CPE, réforme des universités : dans les facs aussi, les syndicats sabotent la lutte !
L’objectif du projet de réforme des universités ne fait pas mystère. Derrière l’hypocrite intitulé "développement de l’autonomie" et contrairement à ce qu’il prétend, l’Etat français veut réduire les dépenses et coupe encore un peu plus le robinet à l’enseignement supérieur. En se contentant de financer quelques pôles universitaires de haut rang, capables d’alimenter la recherche et les innovations industrielles, il condamne les autres à devenir de véritables "facs poubelles". En perspective, cette attaque contient évidemment aussi la hausse progressive des frais d’inscription : quitte à ce que les enfants d’ouvriers fassent des études qui ne débouchent sur rien, autant qu’elles leur coûtent un maximum.
Les syndicats étudiants ont tenté de saboter le mouvement anti-CPE...
Pour mieux faire passer cette attaque, l’Etat a pu une nouvelle fois compter sur ses chiens de garde, les syndicats... en l’occurrence, les syndicats étudiants. Ces derniers ont parfaitement joué leur rôle, gonflant le torse devant le gouvernement Fillon juste ce qu’il faut pour être crédibles et focaliser l’attention sur une quantité d’alinéas sans importance de la loi (tel que le nombre de représentants étudiants aux Conseils d’administration). Mais le pire est sans conteste le fait qu’ils aient mené ce sale boulot en revendiquant la paternité du mouvement anti-CPE.

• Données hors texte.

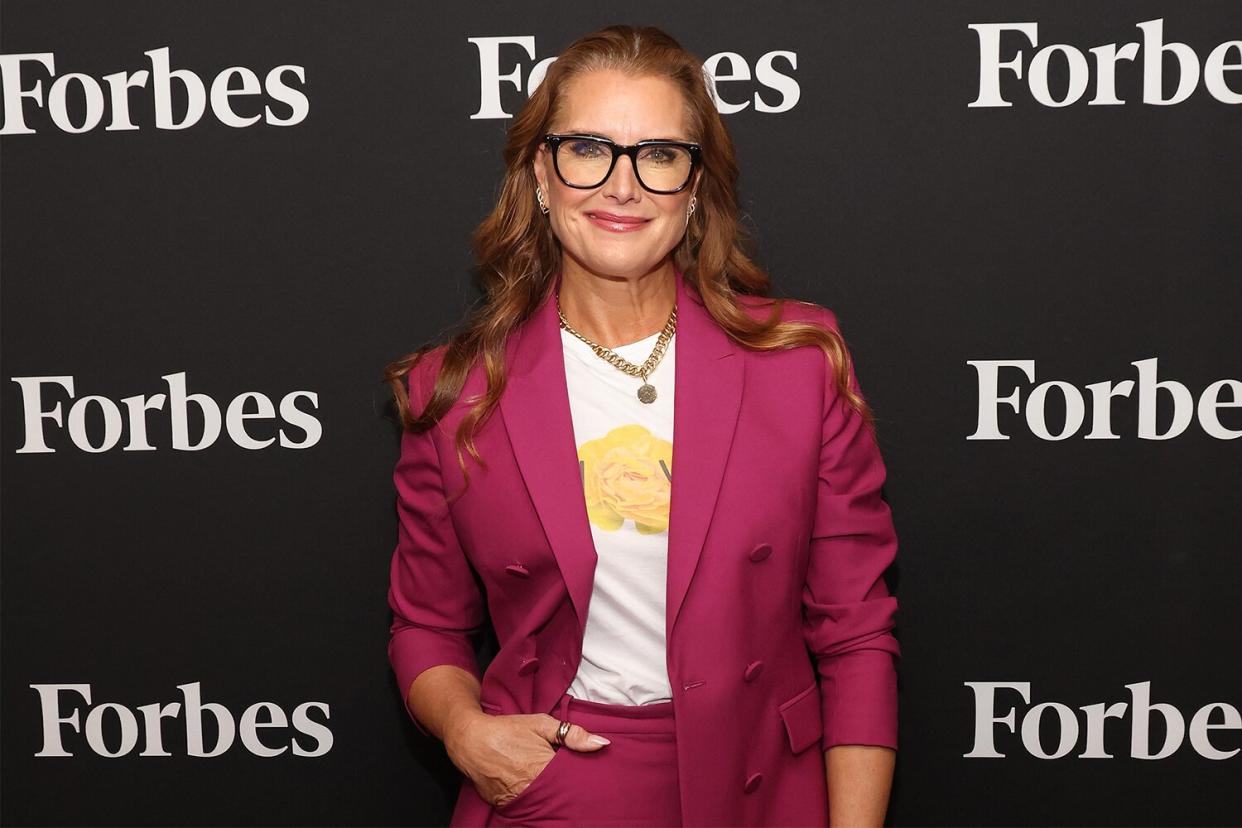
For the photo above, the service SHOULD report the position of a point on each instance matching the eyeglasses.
(586, 162)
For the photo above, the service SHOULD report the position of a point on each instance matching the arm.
(848, 613)
(860, 778)
(436, 603)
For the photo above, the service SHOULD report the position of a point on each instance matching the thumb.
(576, 739)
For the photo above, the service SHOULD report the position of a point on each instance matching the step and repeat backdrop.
(221, 220)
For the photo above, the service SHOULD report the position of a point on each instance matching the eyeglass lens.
(585, 163)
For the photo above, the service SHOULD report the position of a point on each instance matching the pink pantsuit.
(779, 623)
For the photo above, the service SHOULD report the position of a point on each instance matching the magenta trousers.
(629, 782)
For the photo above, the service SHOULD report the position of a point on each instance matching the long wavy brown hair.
(518, 256)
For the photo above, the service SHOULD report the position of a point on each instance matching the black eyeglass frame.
(617, 150)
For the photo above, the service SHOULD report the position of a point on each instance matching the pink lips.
(615, 222)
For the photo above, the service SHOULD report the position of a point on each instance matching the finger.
(576, 739)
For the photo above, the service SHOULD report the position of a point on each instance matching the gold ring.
(562, 733)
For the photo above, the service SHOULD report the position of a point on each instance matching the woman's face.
(625, 109)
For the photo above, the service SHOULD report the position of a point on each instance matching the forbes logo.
(1088, 731)
(231, 83)
(778, 91)
(1217, 396)
(1221, 61)
(111, 423)
(60, 706)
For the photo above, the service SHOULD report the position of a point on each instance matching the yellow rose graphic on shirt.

Parfois, les journalistes nous en racontent de bien bonnes. N’hésitant pas à ré-écrire l’histoire, les médias ont en effet présenté les jeunes bonzes syndicaux assis à la table des négociations gouvernementales comme les chefs légitimes du mouvement du printemps 2006. Bruno Julliard, président de l’Union Nationale des Etudiants de France (Unef, véritable marionnette du Parti socialiste) est ainsi élevé par ces plumitifs au rang de "leader [...] de la révolte anti-CPE", un « combattant » qui n’hésite pas à menacer Sarkozy en personne : "Le leader anti-CPE tient Sarkozy et sa réforme de l’université en ligne de mire"

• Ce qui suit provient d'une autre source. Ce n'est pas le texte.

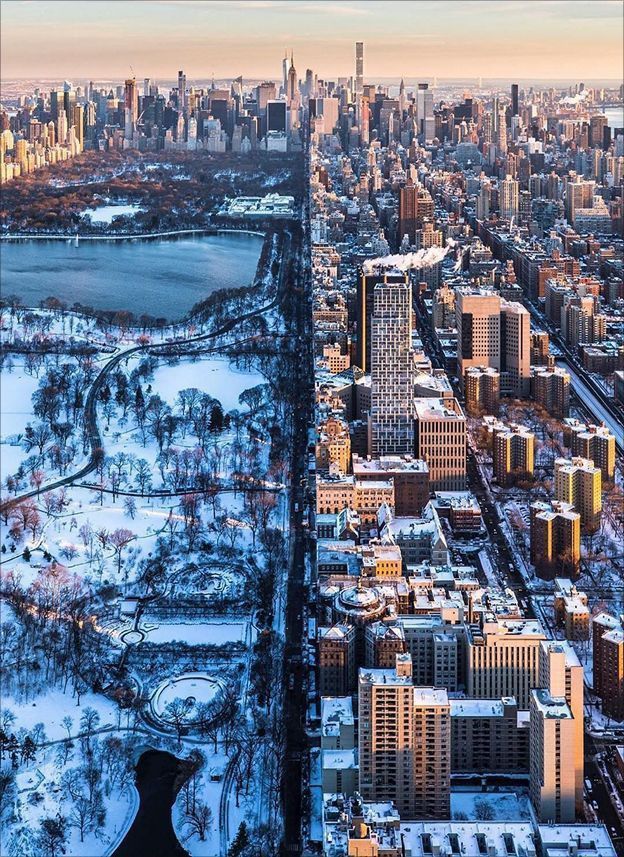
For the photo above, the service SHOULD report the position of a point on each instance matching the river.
(160, 278)
(151, 832)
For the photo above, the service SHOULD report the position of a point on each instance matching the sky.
(110, 39)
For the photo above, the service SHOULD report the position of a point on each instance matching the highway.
(591, 401)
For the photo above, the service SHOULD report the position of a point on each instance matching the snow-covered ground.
(76, 542)
(205, 632)
(216, 376)
(105, 213)
(16, 410)
(490, 806)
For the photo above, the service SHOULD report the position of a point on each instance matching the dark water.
(158, 278)
(151, 834)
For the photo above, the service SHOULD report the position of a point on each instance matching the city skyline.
(207, 37)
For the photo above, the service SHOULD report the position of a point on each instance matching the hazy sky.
(574, 39)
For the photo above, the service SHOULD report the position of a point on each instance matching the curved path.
(90, 410)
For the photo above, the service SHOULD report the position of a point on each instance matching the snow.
(216, 376)
(201, 687)
(205, 632)
(16, 390)
(106, 213)
(52, 706)
(504, 806)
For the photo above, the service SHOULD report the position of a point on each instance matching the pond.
(159, 278)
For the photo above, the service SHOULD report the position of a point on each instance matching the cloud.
(338, 9)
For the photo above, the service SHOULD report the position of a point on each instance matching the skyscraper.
(392, 377)
(508, 201)
(514, 99)
(494, 333)
(364, 311)
(292, 87)
(181, 92)
(579, 483)
(131, 107)
(359, 67)
(404, 741)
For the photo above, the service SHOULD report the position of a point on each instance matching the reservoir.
(162, 278)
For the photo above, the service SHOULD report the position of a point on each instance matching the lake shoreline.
(141, 236)
(162, 276)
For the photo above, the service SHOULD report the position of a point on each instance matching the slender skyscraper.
(392, 377)
(514, 99)
(131, 107)
(359, 67)
(181, 92)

Halte-là et bas les pattes ! Si une chose est sûre, c’est que la lutte contre le CPE n’appartient pas aux syndicats ! L’UNEF, la Confédération étudiante, la Fédération Syndicale Etudiante (FSE), tous n’ont eu de cesse, derrière leurs beaux discours, de mettre des bâtons dans les roues aux étudiants en lutte, d’endiguer l’extension du mouvement vers l’ensemble de la classe ouvrière.

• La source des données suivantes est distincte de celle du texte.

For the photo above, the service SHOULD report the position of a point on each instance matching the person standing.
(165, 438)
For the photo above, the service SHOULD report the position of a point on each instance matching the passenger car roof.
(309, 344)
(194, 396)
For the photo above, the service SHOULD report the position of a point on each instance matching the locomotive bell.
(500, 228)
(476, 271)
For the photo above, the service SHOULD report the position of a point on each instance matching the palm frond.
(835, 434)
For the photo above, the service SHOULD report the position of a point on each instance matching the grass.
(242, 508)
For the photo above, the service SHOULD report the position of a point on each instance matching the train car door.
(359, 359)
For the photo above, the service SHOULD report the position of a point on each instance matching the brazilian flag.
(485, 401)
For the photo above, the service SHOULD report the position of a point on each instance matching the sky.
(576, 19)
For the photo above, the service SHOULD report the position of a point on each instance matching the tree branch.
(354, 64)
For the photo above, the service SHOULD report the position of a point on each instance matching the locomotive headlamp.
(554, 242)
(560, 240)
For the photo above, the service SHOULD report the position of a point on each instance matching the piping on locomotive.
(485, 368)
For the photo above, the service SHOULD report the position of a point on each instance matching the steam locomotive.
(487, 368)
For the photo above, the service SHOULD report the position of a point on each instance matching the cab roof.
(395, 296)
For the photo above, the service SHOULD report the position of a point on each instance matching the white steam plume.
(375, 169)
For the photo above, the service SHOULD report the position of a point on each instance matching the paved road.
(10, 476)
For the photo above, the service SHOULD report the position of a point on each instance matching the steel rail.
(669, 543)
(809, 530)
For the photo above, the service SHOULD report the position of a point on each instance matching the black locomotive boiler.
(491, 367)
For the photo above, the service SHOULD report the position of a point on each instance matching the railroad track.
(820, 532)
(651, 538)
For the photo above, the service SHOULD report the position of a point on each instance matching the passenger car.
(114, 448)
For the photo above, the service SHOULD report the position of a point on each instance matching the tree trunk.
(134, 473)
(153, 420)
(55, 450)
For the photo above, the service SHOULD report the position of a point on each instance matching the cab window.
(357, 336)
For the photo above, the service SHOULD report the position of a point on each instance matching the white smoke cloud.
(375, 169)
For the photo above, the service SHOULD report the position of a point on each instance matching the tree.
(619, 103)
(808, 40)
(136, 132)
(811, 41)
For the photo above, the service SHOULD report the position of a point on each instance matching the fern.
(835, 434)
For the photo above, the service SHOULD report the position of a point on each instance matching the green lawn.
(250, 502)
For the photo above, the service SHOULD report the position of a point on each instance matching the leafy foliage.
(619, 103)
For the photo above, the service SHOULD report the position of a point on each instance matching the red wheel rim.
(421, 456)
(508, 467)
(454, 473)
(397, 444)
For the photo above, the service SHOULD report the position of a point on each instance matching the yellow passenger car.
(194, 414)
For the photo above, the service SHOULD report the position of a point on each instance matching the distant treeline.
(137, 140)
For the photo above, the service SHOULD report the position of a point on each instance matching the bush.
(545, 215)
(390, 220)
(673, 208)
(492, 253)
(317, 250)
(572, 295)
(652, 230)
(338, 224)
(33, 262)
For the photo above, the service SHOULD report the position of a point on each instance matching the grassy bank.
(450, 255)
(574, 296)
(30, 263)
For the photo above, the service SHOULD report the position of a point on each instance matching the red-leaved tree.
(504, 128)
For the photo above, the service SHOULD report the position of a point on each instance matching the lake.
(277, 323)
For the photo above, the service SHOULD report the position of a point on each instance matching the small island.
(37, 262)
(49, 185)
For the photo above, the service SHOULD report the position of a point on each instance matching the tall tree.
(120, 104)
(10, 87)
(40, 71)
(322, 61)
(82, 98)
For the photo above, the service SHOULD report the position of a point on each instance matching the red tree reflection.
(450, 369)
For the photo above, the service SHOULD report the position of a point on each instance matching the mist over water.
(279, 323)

Les plus grandes résistances à l’ouverture des assemblées générales aux travailleurs, aux retraités, aux chômeurs, sont venues explicitement des membres patentés du syndicat étudiant Unef. Lors d’une réunion de la coordination nationale le samedi 4 mars à l’université Jussieu à Paris, des militants du CCI se retrouvent parmi une trentaine d’ouvriers bloqués devant les portes de l’amphithéâtre. Les militants de l’UNEF refusent de nous laisser entrer sous prétexte de "protéger l’assemblée et de veiller à son bon déroulement". Un Rmiste, venu de Lyon tout spécialement pour témoigner sa solidarité, en reste sidéré. Il faudra que les étudiants se revendiquant "non syndiqués" affirment et ré-affirment pendant plus de deux heures à la tribune de l’AG leur volonté de nous laisser entrer (tout en venant nous informer régulièrement de l’état de la discussion) pour qu’enfin les portes s’ouvrent. Ce sabotage caractéristique de la part d’officines syndicales n’est pas une simple anecdote, un fait isolé. Au fur et à mesure du développement du mouvement, de plus en plus d’étudiants ont pris conscience du véritable rôle de l’Unef. Ainsi, scandé par des dizaines de jeunes, a retenti dans l’amphithéâtre de l’université de Tolbiac à Paris un message sans ambiguïté : "UNEF-MEDEF... UNEF-MEDEF !..."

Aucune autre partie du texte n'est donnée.